Ai Weiwei and Hu Jia Are Free, But…
Today, the Chinese authorities freed a prominent dissident, Hu Jia, a leading, and highly vocal, advocate for democratic rights, religious freedom and self-determination for Tibet. The BBC reports that his wife, Zeng Jingyan, says he has been reunited with his family in Beijing after serving three and a half years for “inciting subversion”; he was to be released on Sunday.
Hu’s release follows that of Chinese artist Ai Weiwei, who was released on bail last Wednesday. Hu has been awarded European Union’s top human rights award, the Sakharov prize, and is considered a prisoner of conscience by Amnesty International. He has also been an advocate for rural AIDS sufferers and for children with AIDS in China, and for . In 2008, Hu was imprisoned on charges related to five articles he had written and interviews with journalists, in which he criticized Chinese authorities. Before the 2008 Olympics were held in Beijing, Hu published an open letter to the Chinese government entitled “The Real China and the Olympics” and called for an end to human rights abuses in the country. In 2007, he had been placed under house arrest for a documentary that he and his wife had made about their life about “their experiences of living under constant police surveillance.”
According to the BBC, Ai Weiwei’s driver, accountant, assistant and a designer have also been freed. However, he is not allowed to speak the media, cannot leave Beijing without permission and unable to use his Twitter account at least for the next year. Ai’s last tweet was on April 3, the day he was detained by Chinese authorities while on his way to board a flight to Hong Kong from Beijing; he had been an active presence on the microblogging site, with over 89,000 followers and over 60,000 tweets. Formal charges have yet to be brought against the 54-year-old artist and activist. The Chinese authorities say that he has admitted to tax evasion and said he has promised to pay back the money, says the BBC.
In other words, Ai is free, but in a highly restricted way.
The same seems to be the same for Hu, too. His wife has said that he cannot yet speak to the media as that “might cause problems.”

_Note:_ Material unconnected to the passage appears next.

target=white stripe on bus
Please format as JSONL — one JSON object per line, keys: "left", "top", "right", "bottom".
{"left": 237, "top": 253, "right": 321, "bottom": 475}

Chinese premier Wen Jiabao has arrived in the UK for a five-day state visit that began in Hungary and will end in Germany. As the Guardian reports, while the debt crisis will be high on the agenda — China now holds the world’s largest foreign exchange holdings and has bought more European bonds — human rights will definitely be under discussion:
China’s decision to release the dissident artist Ai Weiwei on bail has taken one contentious case off the agenda, but the UK is still expected to raise human rights issues: the question will be whether it does so publicly or privately, and how strongly it does so.
A video in the Guardian shows Chinese citizens reacting with caution to Ai’s release; one person says that maintaining “national unity” is of first important, so “if Ai’s remarks really endangered the unity of the country, then the judicial system has the right to subject him to judicial punishment.” Another person interviewed says that she hopes the government can be more “open and tolerant” when people like Ai make such “extreme” remarks.
How free can China be or rather, how free do Chinese citizens wish to be?